Going up against Hedda Hopper excluded.
The following excerpt is from Glenn Frankel's much-recommended “High Noon: The Hollywood Blacklist and the Making of an American Classic,” and relates to a 1951 meeting of the Motion Picture Alliance for the Preservation of American Ideals, the right-wing org that invited HUAC to Hollywood in the first place.
This was HUAC's second go-round at Hollywood. The first, in 1947, led to the Hollywood 10 being found in contempt of Congress and imprisioned. It also led to the Waldford Statement among moguls and producers, which led to the blacklist, which led to ruined careers and lives, and a sad stink permeating our democracy.

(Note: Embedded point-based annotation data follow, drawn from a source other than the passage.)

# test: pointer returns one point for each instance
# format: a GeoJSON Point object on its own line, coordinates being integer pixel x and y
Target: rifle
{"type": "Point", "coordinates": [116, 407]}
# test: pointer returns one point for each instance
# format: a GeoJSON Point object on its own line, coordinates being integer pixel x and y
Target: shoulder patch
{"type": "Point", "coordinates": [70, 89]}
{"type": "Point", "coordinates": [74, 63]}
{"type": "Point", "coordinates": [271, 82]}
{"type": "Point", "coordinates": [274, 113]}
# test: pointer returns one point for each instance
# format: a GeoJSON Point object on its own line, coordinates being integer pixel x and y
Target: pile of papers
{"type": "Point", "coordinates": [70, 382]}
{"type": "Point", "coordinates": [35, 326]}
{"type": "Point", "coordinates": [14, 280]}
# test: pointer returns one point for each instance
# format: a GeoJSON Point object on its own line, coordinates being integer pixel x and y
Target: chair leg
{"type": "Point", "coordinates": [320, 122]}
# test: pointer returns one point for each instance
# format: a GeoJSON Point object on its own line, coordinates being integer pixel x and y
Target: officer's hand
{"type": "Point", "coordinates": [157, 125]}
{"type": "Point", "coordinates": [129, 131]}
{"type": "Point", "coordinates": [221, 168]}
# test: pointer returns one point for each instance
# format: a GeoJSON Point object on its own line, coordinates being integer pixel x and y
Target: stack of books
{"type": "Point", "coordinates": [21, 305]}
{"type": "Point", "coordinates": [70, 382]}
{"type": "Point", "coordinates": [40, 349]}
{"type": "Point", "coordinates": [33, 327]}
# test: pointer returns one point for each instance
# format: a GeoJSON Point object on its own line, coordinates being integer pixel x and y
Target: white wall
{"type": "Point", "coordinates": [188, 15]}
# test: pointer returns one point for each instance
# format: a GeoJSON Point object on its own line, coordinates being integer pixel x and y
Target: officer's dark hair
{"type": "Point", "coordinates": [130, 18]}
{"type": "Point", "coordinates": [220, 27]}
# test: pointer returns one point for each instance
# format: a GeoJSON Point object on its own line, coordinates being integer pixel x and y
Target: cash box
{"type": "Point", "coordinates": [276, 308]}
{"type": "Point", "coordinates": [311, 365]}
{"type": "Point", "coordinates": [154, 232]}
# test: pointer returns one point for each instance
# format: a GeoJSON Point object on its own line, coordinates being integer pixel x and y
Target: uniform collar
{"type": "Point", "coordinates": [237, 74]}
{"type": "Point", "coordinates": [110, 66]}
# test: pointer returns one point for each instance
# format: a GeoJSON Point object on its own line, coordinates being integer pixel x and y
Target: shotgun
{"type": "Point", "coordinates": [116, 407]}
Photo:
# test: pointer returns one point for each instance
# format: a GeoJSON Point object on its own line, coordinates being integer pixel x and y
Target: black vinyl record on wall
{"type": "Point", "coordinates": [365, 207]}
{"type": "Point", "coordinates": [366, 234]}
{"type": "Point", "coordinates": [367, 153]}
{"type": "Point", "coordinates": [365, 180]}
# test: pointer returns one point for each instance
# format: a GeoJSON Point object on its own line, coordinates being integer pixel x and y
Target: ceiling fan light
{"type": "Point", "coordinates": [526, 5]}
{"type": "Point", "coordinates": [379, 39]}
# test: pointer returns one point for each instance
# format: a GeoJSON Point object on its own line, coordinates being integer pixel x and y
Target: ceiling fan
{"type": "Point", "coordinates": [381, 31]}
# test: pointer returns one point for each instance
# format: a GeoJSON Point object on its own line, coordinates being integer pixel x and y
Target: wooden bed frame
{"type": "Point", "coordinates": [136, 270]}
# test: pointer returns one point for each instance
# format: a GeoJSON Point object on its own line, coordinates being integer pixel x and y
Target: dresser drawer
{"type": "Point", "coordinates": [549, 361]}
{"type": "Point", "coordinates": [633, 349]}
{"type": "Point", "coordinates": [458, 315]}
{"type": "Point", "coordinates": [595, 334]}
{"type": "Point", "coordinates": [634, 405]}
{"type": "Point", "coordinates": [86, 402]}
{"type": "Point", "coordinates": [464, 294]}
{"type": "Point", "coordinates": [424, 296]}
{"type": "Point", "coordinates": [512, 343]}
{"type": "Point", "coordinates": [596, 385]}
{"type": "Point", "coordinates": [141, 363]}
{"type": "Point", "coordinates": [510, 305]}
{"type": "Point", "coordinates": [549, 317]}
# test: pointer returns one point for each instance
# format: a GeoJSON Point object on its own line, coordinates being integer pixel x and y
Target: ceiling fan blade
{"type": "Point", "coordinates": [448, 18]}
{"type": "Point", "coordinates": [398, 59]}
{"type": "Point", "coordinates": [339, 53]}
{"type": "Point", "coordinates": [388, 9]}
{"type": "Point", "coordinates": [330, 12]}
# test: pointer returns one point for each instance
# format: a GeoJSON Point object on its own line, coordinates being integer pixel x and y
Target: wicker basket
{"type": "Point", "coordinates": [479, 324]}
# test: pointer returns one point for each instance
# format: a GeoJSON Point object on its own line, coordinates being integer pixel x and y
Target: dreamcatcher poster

In 1951, HUAC returned with sharper teeth than ever, and the first witness before them was Larry Parks, the star of “The Jolson Story.” The committee broke him. He admitted he'd been a communist, didn't want to name names, but eventually, in tears, did. He gave up his honor, dignity and friends to keep working. And it didn't keep him working. From Frankel:
The next evening, the Motion Picture Alliance held its annual meeting at the Hollywood American Legion Auditorium. The alliance was riding high and more than a thousand people attended. John Wayne, its president, expressed sympathy for Parks. “When any member of the Party breaks with them, we must welcome him back into American society,” said Wayne. “We should give him friendship and help him find work again in our industry.” Guest speaker Victor Riesel, a fire-eating syndicated columnist, showed no such mercy. “The hell with Parks,” he declared. “He didn't tell us anything we didn't know.” Fellow columnist Hedda Hopper stood up and excoriated Wayne. ...
... a chastened Wayne rose to apologize for expressing sympathy for Parks.